Few people make Nikki Sixx seem the height of tact and sensitivity, but Gene Simmons has long since learned that a few colourfully blunt, contrarian rent-a-quotes can keep his profile raised between Kiss albums. Last week he was providing dangerously irresponsible clickbait about suicide in an interview with SongFacts.com, proudly announcing "I'm the guy who says 'jump' when there's a guy on top of a building who says 'that's it, I can't take it anymore'." Evidently still taking his role of The Demon seriously, Gene added "Are you kidding? Why are you announcing it? Shut the fuck up, have some dignity and jump." Enter the ex-Mötley Crüe bassist, who provided a measured rebuttal of Gene's boorish callousness on his Sixx Sense With Nikki Six radio show. "All bad things will pass, so keep that in the back of your mind if you're feeling depression," advised the recovering heroin addict, adding "don't listen to people who don't know what they're talking about."
And from one controversial figure to another… it’s Babymetal – not so much a band, more a dizzying merry-go-round of extreme opinions, a phenomenon contrived to divide, Exhibit A in the death of culture debate. Nowadays just having a ‘take’ on these Japanese teens and their gawky mash-up of kiddie-pop and tech-death counts as news; hence Thursday’s headlines generated by Jeff Walker, frontman with much-revered grindcore pioneers Carcass, ‘defending’ the group. “I’m starting to warm to the idea of what they’re doing,” Jeff cautiously admitted. “It puts a smile on people’s faces.” Undoubtedly it puts smiles on the faces of middle-aged metal bands when they end up sharing photo opportunities with a trio of svelte Asian lolitas, albeit with no idea who these wrinkly old longhairs are.
Another instance of the gift that keeps on giving for metal news feeds, Dave Lombardo has been sharing more thoughts on his ex-bandmates with the Let There Be Talk radio show. “There is a certain magic when you have those musicians and nobody could replace that,” Lombardo explains, comparing the original Slayer foursome with AC/DC’s Bon Scott line-up. “it’s like a chemistry; it’s something special.
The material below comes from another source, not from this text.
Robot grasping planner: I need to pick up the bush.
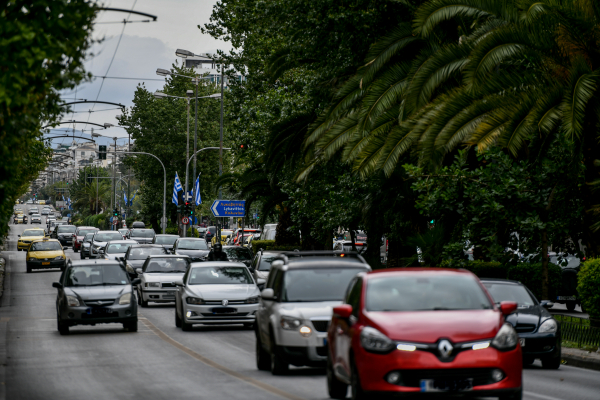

Same thing with the band: you get these four guys… they may hate each other, but onstage, there’s magic. And that’s what’s missing, I personally believe.” To some, this might seem a simple case of ‘No shit, Sherlock’. Others might argue that the chemistry of Slayer’s reunited original line-up had already been diluted in the studio. Mostly though, it summons a wave of defence for AC/DC’s Brian Johnson-fronted incarnation, whose rampant onstage chemistry hasn’t wavered for 34 years.
It’s possible, though, that a Malcolm Young-less AC/DC are only one album and tour away from retirement, and it’s hard not to read a similar conclusion from the week’s Iron Maiden news; not that there’s any new material being recorded or shows being planned, but that Bruce Dickinson has set up his own company to lease and maintain aeroplanes and train pilots. It’s rare to find any news of interest to metalheads in the Wall Street Journal, but New York City’s respected business daily reported that in the next few years Bruce’s Wales-based business Cardiff Aviation will build a new fleet of ten aircraft, as well as refurbishing and subleasing older planes. Cue a rash of headlines pointing out that aeroplanes are made of heavy metal. We wish Bruce well with this venture, but hope it doesn’t distract him too much from writing the next Maiden album… and the five Maiden albums after that…
Finally, it would seem remiss to round up the week’s news without mentioning Robin Williams, whose tragic death attracted a vast number of tributes from Slipknot, Korn, Anthrax, Megadeth, Alice Cooper, Devin Townsend, Testament, Airbourne, Rage Against The Machine, Kiss (rather ironic, in light of Gene’s heartless suicide rant) and many more names from across the rock spectrum, even managing to bring to light that rarest of beasts: a heartwarming Sharon Osbourne anecdote. “When Sharon was diagnosed with colon cancer… I got my agent to contact him and ask if he’d be so kind as to come round and talk to my wife, which he did,” Ozzy told VH1 Radio. In a National Enquirer interview, Sharon recalled her surprise when Robin Williams turned up, climbed into her bed and cuddled her for two hours. She tweeted “the entire Osbourne family is grieving the loss of a kind, funny, generous and talented man.”